It’s 4 p.m. Do you know where your blogchildren are?

Readers may have noticed a new feature on the sidebar — under the blogroll, we’ve got a link to a list of our blogchildren.

What are blogchildren? As noted in the link, they are the “blogs and bloggers who have stated that they were inspired to start blogging after reading Times and Seasons, and/or who have stated that they modeled their blogs (in whole or in part) after T & S.”

Our current list of blogchildren was hastily constructed by Kaimi, based on his recollection of blog statements. It currently contains the following blogs: A Bird’s Eye View, A Motley Vision, By Common Consent, Let Us Reason, Let Your Mind Alone, and Sons of Mosiah.

We would like to make sure we have an accurate and up-to-date list. (We do want to keep up with our kids, after all!) So if your blog isn’t on the list but should be, or if it is on the list but shouldn’t be, please let us know, by e-mail or by comments. Thanks!

12 comments for “It’s 4 p.m. Do you know where your blogchildren are?

  1. Well, I had kind of wanted a blog for a while. There were a few things that contributed to this but I think Times and Seasons was a big one. Mostly I think it was from when I first started reading T&S and thinking “this Nate Oman guy is an ass- but I am entertained by what he writes” and for some strange reason my desire to have a blog was there after sollidified.

    I hope that the previous statement is not viewded as an ad hominem attack, and further that it is understood that I do not in fact think negatively about any of the Times and Seasons contributors.

  2. You just think that I am an ass. As Dogberry would say, please let it be written down so that it can be remembered in his punishment!

  3. “You just think that I am an ass.”

    So hurry up and post something to entertain us already. We miss having Nate Oman to kick around!

  4. I too have recently launched my own web journal. I would definitely say that T&S drummed up my interest in the bloggernacle.

  5. I am a son of David Sunderwall. Well, sort of. I was blogging before I came across his blog. However, it was his blog that made me want to blog about LDS topics, which of late I seem to have been doing less of.
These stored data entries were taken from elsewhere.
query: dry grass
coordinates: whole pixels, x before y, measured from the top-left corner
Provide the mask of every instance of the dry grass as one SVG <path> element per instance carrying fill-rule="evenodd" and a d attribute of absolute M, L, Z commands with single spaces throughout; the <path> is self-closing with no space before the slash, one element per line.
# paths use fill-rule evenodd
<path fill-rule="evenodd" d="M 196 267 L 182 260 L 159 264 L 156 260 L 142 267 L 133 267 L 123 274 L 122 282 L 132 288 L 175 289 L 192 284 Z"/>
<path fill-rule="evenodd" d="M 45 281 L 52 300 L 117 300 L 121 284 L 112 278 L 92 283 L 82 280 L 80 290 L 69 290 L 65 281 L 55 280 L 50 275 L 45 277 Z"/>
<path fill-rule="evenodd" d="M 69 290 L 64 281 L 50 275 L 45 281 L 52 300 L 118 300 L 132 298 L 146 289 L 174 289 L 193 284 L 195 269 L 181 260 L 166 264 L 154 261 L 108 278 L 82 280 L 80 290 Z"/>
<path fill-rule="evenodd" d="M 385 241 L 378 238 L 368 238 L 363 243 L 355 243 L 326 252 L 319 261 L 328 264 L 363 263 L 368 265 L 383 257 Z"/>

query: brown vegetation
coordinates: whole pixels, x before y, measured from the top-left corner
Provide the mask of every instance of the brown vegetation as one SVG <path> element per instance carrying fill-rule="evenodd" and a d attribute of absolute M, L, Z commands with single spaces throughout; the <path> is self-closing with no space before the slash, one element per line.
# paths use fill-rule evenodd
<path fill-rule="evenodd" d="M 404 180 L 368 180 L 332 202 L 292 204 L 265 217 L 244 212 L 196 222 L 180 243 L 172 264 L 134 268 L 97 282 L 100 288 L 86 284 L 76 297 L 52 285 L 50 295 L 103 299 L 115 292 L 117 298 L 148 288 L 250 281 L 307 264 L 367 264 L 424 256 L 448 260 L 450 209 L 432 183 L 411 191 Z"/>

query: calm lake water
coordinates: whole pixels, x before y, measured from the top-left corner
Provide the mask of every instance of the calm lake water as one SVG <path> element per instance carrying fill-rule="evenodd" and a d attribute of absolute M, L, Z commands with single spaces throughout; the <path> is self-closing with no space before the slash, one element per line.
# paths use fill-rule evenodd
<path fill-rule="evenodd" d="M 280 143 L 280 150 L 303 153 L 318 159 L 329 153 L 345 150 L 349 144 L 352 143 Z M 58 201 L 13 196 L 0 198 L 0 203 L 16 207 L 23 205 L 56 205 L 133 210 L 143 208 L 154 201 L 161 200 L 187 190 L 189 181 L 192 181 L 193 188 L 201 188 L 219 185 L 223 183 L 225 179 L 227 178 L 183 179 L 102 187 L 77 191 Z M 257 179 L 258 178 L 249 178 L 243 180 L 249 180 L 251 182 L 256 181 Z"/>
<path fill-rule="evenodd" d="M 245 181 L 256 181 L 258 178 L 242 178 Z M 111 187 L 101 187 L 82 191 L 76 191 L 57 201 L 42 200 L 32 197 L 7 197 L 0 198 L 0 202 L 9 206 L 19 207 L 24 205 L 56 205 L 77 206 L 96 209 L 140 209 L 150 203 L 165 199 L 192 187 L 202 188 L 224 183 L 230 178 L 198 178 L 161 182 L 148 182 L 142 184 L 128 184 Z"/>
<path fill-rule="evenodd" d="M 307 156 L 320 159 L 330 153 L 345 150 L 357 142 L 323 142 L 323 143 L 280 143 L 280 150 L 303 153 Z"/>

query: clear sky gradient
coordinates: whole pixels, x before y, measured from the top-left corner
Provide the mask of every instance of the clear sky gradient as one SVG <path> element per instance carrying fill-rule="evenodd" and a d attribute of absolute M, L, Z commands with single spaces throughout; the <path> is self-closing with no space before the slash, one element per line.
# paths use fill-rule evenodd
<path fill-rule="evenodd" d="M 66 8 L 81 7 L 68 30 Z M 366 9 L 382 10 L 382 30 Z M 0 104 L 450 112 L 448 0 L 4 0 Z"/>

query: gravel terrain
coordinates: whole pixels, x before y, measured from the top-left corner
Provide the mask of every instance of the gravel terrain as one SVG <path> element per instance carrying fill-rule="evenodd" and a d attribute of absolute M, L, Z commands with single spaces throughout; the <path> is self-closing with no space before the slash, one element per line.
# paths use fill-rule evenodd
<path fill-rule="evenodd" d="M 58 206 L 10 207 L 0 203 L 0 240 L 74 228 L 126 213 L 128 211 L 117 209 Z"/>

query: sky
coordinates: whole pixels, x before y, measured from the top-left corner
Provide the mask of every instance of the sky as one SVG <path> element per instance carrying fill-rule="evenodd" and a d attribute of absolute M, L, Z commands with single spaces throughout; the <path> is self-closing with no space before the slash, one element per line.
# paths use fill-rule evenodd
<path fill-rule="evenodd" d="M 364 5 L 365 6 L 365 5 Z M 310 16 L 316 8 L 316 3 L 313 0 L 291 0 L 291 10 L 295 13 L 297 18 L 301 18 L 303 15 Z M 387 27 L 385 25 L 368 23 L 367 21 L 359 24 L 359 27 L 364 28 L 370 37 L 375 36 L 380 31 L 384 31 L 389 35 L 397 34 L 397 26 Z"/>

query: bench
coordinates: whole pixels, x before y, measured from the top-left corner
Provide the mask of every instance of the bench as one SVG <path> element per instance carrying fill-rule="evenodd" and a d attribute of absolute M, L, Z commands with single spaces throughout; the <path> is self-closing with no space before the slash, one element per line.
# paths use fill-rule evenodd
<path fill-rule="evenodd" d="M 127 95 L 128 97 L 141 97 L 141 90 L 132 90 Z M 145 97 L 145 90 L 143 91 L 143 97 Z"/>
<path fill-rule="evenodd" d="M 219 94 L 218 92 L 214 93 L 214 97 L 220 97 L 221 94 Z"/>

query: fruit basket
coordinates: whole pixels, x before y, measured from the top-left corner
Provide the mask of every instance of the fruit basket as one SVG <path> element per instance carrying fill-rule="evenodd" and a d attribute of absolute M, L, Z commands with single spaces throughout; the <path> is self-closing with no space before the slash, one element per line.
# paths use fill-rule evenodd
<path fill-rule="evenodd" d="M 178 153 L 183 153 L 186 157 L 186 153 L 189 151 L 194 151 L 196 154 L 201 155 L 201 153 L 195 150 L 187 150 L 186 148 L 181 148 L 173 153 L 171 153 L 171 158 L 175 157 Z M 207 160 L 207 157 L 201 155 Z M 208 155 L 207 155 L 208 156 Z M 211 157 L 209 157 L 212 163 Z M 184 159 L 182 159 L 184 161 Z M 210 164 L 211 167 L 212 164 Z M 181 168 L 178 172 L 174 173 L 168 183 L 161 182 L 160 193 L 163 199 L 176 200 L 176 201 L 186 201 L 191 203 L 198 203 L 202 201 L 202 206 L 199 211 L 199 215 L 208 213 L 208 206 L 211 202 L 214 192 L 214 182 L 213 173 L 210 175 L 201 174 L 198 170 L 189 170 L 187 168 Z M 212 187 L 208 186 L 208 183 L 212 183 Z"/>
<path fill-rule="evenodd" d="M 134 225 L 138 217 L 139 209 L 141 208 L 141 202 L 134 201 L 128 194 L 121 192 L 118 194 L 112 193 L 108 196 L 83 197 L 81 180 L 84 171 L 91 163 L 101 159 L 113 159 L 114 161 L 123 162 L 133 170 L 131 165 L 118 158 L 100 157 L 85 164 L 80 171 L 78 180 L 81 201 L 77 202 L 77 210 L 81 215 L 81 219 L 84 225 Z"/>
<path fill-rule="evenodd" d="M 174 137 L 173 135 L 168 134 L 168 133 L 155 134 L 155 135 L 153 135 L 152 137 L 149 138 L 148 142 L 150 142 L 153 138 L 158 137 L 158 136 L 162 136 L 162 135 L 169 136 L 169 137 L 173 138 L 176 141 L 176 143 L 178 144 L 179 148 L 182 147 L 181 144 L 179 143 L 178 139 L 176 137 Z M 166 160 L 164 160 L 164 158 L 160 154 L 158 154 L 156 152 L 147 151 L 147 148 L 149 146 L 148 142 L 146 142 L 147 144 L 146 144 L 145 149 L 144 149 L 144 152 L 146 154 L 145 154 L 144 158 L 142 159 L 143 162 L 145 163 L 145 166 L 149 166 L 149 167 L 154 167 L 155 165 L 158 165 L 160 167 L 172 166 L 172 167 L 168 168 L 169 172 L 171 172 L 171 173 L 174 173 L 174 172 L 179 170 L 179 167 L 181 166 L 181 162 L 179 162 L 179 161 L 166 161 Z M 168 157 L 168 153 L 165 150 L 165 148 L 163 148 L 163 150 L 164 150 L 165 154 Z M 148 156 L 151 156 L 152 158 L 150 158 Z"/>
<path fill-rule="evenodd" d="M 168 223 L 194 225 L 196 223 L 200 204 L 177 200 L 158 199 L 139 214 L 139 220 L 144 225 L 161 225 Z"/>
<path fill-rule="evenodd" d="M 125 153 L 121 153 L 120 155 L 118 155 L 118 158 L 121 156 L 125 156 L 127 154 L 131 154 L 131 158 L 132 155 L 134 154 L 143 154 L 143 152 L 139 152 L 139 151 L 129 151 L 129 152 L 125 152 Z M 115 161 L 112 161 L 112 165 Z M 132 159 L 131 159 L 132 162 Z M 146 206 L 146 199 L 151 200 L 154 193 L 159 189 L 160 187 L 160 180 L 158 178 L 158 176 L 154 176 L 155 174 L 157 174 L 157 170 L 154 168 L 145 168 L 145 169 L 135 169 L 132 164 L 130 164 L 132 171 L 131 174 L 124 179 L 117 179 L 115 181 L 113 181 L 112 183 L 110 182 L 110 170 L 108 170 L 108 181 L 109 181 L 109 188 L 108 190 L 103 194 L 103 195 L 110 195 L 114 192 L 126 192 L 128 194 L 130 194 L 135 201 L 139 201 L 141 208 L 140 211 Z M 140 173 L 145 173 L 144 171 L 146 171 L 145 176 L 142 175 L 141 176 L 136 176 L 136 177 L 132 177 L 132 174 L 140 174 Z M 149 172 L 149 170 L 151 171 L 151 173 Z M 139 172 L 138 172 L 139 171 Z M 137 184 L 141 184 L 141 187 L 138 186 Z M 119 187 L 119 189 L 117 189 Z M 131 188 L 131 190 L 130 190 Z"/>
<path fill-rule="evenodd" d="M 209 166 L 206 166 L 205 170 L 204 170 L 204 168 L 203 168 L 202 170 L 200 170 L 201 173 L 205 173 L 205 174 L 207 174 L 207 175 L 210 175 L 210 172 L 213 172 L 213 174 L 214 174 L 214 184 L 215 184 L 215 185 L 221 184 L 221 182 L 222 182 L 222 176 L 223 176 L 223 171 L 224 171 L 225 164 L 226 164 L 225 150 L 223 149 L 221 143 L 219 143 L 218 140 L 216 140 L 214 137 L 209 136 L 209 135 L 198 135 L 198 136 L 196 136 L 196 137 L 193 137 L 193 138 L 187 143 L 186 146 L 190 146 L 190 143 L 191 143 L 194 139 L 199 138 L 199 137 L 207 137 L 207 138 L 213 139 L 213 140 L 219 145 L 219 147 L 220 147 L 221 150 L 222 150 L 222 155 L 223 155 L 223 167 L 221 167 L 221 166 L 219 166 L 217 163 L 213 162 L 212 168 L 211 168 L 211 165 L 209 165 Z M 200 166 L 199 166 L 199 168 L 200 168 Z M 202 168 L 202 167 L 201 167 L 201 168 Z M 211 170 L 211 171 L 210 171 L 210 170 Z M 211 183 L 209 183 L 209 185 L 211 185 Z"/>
  6. I started blogging before T&S was around. However, some (emphasis on some) of the posts and comments at T&S are comparable to the derision expressed in blogs that did prompt me to start blogging. They weren’t Mormon blogs. Actually, one’s an ex-mo and the others are libertarian. Let that not be read as an attack on T&S as a whole, just disenchantment with some of the material.